Ce responsable de régie, qui fait office de technicien  au service de la direction architecture immobilière de la Ville de Montpellier, reste secrètement toujours piqué au bowling. “Je me fais alors “harceler” par mon binôme de toujours qui me fait craquer et me propose de tenter une qualification aux championnats du monde à Dubaï et on a réussi cet exploit à Rodez !”

Le breakdance a pris sa place pour 2024 aux J.O…
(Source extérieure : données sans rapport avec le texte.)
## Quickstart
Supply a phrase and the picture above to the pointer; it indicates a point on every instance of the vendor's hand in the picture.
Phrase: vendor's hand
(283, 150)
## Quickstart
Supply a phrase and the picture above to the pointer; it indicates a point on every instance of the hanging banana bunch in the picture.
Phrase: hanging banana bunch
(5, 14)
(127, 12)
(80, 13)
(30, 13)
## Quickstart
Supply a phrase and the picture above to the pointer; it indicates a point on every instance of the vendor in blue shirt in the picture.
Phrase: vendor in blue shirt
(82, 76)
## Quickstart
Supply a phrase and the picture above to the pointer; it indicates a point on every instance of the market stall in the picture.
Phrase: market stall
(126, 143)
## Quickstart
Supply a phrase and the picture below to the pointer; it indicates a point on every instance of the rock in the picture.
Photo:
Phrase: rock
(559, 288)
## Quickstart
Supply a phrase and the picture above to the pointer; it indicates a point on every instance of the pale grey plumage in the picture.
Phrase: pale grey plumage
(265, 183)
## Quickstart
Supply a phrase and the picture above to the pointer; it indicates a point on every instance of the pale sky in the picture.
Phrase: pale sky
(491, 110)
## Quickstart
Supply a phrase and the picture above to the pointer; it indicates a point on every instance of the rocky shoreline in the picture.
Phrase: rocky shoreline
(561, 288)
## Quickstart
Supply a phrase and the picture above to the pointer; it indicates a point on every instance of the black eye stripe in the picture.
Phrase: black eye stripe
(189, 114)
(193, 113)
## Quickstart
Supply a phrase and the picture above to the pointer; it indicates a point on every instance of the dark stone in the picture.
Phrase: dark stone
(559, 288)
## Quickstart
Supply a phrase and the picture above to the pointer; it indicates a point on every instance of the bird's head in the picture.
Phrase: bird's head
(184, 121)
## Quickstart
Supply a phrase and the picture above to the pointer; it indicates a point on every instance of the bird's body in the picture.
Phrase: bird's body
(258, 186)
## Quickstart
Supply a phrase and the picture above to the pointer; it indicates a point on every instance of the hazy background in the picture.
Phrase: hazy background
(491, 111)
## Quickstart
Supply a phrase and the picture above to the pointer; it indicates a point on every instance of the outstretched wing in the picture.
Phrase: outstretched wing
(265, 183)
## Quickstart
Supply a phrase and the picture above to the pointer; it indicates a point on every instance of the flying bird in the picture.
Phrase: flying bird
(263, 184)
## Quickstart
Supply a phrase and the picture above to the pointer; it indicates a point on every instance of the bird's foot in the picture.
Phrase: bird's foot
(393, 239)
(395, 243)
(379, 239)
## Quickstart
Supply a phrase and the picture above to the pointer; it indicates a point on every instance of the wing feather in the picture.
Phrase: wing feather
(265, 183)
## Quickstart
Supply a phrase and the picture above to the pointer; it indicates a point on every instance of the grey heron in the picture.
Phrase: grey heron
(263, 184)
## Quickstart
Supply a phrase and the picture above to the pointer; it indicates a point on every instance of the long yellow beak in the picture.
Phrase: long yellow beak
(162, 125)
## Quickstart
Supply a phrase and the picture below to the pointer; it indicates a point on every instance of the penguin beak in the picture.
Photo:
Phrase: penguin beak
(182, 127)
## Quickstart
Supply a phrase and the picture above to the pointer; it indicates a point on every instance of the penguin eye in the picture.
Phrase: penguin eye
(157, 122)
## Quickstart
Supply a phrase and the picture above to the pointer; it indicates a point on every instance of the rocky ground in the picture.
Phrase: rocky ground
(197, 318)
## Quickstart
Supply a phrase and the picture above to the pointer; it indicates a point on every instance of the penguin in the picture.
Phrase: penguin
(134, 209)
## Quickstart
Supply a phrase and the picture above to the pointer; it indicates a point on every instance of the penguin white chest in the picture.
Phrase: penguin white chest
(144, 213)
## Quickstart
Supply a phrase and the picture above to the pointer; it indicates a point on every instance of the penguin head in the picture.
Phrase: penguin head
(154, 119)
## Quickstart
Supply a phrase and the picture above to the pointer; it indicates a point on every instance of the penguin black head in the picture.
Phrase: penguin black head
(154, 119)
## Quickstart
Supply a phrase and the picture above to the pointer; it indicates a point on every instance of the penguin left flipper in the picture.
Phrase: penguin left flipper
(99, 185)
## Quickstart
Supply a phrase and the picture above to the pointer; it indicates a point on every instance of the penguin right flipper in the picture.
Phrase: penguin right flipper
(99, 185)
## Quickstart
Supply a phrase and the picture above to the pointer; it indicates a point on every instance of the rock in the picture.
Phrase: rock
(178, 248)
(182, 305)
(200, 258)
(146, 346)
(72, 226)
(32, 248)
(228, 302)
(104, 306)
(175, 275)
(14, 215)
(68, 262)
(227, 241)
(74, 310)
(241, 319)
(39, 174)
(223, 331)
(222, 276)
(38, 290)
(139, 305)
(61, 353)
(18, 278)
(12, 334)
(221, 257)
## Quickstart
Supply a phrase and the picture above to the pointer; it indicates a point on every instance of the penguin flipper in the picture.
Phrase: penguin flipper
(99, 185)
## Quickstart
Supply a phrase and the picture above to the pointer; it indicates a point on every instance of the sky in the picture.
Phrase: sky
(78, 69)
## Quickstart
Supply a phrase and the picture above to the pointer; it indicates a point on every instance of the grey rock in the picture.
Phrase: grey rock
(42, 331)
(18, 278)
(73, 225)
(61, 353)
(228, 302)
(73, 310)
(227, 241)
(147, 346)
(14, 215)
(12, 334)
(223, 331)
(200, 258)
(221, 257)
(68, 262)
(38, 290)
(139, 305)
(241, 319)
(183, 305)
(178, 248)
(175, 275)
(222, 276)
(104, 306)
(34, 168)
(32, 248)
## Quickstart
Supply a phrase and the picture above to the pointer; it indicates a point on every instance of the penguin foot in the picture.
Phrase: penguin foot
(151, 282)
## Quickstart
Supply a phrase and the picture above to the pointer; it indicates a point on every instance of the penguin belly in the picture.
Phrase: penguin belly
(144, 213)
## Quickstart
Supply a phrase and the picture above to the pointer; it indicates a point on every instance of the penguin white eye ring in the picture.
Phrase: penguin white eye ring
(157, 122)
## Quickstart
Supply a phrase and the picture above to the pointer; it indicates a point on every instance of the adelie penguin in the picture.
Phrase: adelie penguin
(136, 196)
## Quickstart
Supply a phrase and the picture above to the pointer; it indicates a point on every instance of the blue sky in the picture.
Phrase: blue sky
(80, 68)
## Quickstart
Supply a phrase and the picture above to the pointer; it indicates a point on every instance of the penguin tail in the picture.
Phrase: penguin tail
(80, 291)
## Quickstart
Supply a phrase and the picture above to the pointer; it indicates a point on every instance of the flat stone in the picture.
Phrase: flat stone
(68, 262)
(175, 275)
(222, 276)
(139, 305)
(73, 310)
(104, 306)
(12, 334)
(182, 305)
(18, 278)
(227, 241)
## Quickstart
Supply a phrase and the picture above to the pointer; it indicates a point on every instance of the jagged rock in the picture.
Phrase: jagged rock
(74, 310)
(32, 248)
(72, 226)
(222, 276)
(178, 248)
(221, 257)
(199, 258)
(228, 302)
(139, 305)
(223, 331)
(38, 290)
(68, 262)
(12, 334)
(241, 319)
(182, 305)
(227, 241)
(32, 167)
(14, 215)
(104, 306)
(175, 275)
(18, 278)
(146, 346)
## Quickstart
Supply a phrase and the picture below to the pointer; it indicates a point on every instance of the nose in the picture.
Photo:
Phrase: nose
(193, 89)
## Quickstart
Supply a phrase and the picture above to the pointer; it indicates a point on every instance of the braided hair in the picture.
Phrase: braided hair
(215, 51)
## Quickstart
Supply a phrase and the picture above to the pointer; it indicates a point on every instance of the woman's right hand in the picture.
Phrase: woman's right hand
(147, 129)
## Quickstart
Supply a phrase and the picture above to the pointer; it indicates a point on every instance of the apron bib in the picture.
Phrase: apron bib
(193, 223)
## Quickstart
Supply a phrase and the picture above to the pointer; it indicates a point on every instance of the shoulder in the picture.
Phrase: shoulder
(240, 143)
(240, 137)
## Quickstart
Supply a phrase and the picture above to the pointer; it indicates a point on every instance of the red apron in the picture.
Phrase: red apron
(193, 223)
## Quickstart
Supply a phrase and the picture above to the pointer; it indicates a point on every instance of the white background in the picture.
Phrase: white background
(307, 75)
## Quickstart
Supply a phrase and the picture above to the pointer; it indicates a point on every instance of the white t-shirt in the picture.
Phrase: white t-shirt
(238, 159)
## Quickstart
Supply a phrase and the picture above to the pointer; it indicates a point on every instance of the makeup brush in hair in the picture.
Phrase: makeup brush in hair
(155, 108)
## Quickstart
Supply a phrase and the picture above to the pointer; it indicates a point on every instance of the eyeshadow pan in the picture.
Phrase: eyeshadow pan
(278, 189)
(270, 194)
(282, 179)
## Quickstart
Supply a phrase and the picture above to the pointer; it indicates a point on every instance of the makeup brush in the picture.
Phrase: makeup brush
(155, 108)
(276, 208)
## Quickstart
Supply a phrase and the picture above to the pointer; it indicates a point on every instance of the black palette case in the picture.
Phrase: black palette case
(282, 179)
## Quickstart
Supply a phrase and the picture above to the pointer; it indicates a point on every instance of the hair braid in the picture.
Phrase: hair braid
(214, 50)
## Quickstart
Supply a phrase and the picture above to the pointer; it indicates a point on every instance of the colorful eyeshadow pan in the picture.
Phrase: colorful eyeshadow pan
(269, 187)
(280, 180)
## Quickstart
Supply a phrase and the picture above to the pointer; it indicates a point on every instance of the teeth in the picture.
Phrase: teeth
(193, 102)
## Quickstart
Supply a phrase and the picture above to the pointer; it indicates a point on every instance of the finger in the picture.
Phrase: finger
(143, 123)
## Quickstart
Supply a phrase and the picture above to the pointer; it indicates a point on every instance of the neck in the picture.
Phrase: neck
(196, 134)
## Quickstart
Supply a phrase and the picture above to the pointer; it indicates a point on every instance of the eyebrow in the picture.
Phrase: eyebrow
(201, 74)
Le bowling avait fait partie des cinq sports en démonstration aux JO d’été de 1988 à Séoul, avec le badminton, le baseball, judo féminin et taekwondo. Puis également aux Jeux de Barcelone en 1992. Il a failli faire son entrée aux JO de 2024 mais le… breakdance a pris sa place. C’est l’un des sports les plus populaire au monde avec quelque 100 millions de pratiquants selon la Fédération (1) qui compte environ 22 000 licenciés en France, dont quelque 10 000 rien que pour le bowling.

Reconquête des jeunes

“La population des pratiquants est vieillissante”, décrypte Eric Courault. Responsable de la formation et des équipes nationales de bowling, il confie : “Nous avons signé des contrats avec l’Education nationale pour introduire le bowling dans les écoles, notamment auprès des CM1 er CM2.” Avant l’adolescence et les sorties au resto et en boîtes de nuit… L’expérience commence en cette rentrée dans plusieurs académies, notamment en Occitanie et en Pays de Loire. Nous avons conçu un kit bowling campus avec une piste en moquette et des accessoires plus légers, transportables et ça marche bien !”

Olivier SCHLAMA

(1) “Bien qu’il soit très difficile de déterminer l’origine du bowling, des instruments vieux de 7 000 ans correspondant à un jeu similaire ont été découverts en Egypte. De nombreux jeux de quilles ont existé à travers les âges, le nombre de quilles et leur forme étant variés”, explique la Fédération.
Le bowling sous sa forme actuelle a vu le jour aux Etats-Unis dans les années 1850. En 1620, les émigrants hollandais apportèrent le jeu à 9 quilles en Amérique du Nord, appelé Nine Pins. Le jeu fut envahi par les paris et les autorités interdirent le jeu.
Un joueur passionné eut alors l’idée d’ajouter une dixième quille afin de détourner la loi et continuer à assouvir sa passion du jeu de quilles. Le bowling ou Ten Pins était né. La plupart des bowlings au début des années 1800 existaient dans des caves ou des sous-sols attenants aux bars. Les règles, longueur des pistes, poids et dimension des boules et des quilles variaient suivant le propriétaire de l’établissement et suivant les joueurs. L’ABC a été créée en 1895, et peu de temps après l’organisation a mis en forme des standards et des règlements. Ces règles et spécifications de l’ABC n’ont subi que peu de modifications et ont été observées jusqu’à aujourd’hui.